Using Valgrind to Detect Memory Management Problems in C

The C language has a reputation for being difficult to learn and to code in. I think this is unfair as it is actually a very small and simple language, but most of the perceived difficulty with using C comes from its memory management, or rather lack of. Only the smallest and simplest programs can get away with using auto variables: sooner or later you are going to have to use dynamic memory, opening yourself up to an extensive range of tricky bugs. There's no foolproof way to get round this, but you can catch most bugs before they wreak havoc in production with a brilliant little program called Valgrind.

Valgrind

I referred to Valgrind as a "little program" above but it's actually quite complex and sophisticated. If you want to investigate it in detail this is the website valgrind.org. However, the purpose of this article is just to show how to use it to catch a few of the most common memory management problems and to demonstrate that it is easy to incorporate it into the workflow of any C program you write.

Firstly though you need to install it. On Linux you just need to open up a terminal and enter

Installing Valgrind on Linux

sudo apt-get install valgrind

Once you have entered your password Valgrind will install quickly. You can check it has installed correctly by entering

Checking Valgrind Version

valgrind --version

(I wish developers would standardise on command line switches. I tried -v, -V, --v and --V and none of them worked. I had to Google "valgrind version" to find out that you need to use --version!)

The Project

This program will consist of one C source code file containing a few functions, each of which will commit some kind of memory management sin. Fear not though for our sins will find us out, or rather Valgrind will find us out.

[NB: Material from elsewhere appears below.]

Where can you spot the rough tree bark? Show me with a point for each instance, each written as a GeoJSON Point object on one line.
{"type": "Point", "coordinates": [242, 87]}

Create a new folder and within it create a file called usingvalgrind.c. You can download it as a zip or use the Github repository if you prefer.

Source Code Links

ZIP File
GitHub

usingvalgrind.c (part 1)

#include<stdio.h>
#include<stdlib.h>
#include<math.h>

//--------------------------------------------------------
// FUNCTION PROTOTYPES
//--------------------------------------------------------
void uninitialized_memory();
void memory_leak();
void use_freed_memory();
void overshoot_memory();
void realloc_memory();

//--------------------------------------------------------
// FUNCTION main
//--------------------------------------------------------
int main(int argc, char* argv[])
{
    puts("-----------------");
    puts("| codedrome.com |");
    puts("| valgrind      |");
    puts("-----------------\n");

    uninitialized_memory();
    memory_leak();
    use_freed_memory();
    overshoot_memory();
    realloc_memory();

    return EXIT_SUCCESS;
}

That's all quite straightforward - just a few function prototypes and a call of each of those functions in main. It should be clear from the function names just what memory management problem each causes. Now let's get on to the functions themselves. As you can see each has some commented out code which, if uncommented, will solve the problem. Leave it commented for the time being though.

usingvalgrind.c (part 2)

//--------------------------------------------------------
// FUNCTION uninitialized_memory
//--------------------------------------------------------
void uninitialized_memory()
{
    puts("Using uninitialized memory");

    int* data;

    // uncomment to fix error
    //data = malloc(sizeof(int) * 32);

    data[0] = 123;

    printf("%d\n\n", data[0]);

    // uncomment to fix error
    //free(data);
}

//--------------------------------------------------------
// FUNCTION memory_leak
//--------------------------------------------------------
void memory_leak()
{
    puts("Memory leak");

    int* data;

    data = malloc(sizeof(int) * 32);

    data[0] = 234;

    printf("%d\n\n", data[0]);

    // uncomment to fix error
    //free(data);
}

//--------------------------------------------------------
// FUNCTION use_freed_memory
//--------------------------------------------------------
void use_freed_memory()
{
    puts("Using freed memory");

    int* data;

    data = malloc(sizeof(int) * 32);

    data[0] = 345;

    // move to after printf to fix error
    free(data);

    printf("%d\n\n", data[0]);
}

//--------------------------------------------------------
// FUNCTION overshoot_memory
//--------------------------------------------------------
void overshoot_memory()
{
    puts("Overshooting memory");

    int* data;

    data = malloc(sizeof(int) * 32);

    // change indexes to between 0 and 31 to fix error
    data[32] = 456;

    printf("%d\n\n", data[32]);

    free(data);
}

//--------------------------------------------------------
// FUNCTION realloc_memory
//--------------------------------------------------------
void realloc_memory()
{
    puts("realloc memory");

    int* data = NULL;

    for(int i = 0; i < 32; i++)
    {
        data = realloc(data, (sizeof(int)) * (i + 1));

        data[i] = pow(i, 2);

        printf("%d\t%d\n", i, data[i]);
    }

    // uncomment to fix error
    //free(data);
}

In the function uninitialized_memory we have forgotten to call malloc, and are therefore trespassing on memory which doesn't belong to us.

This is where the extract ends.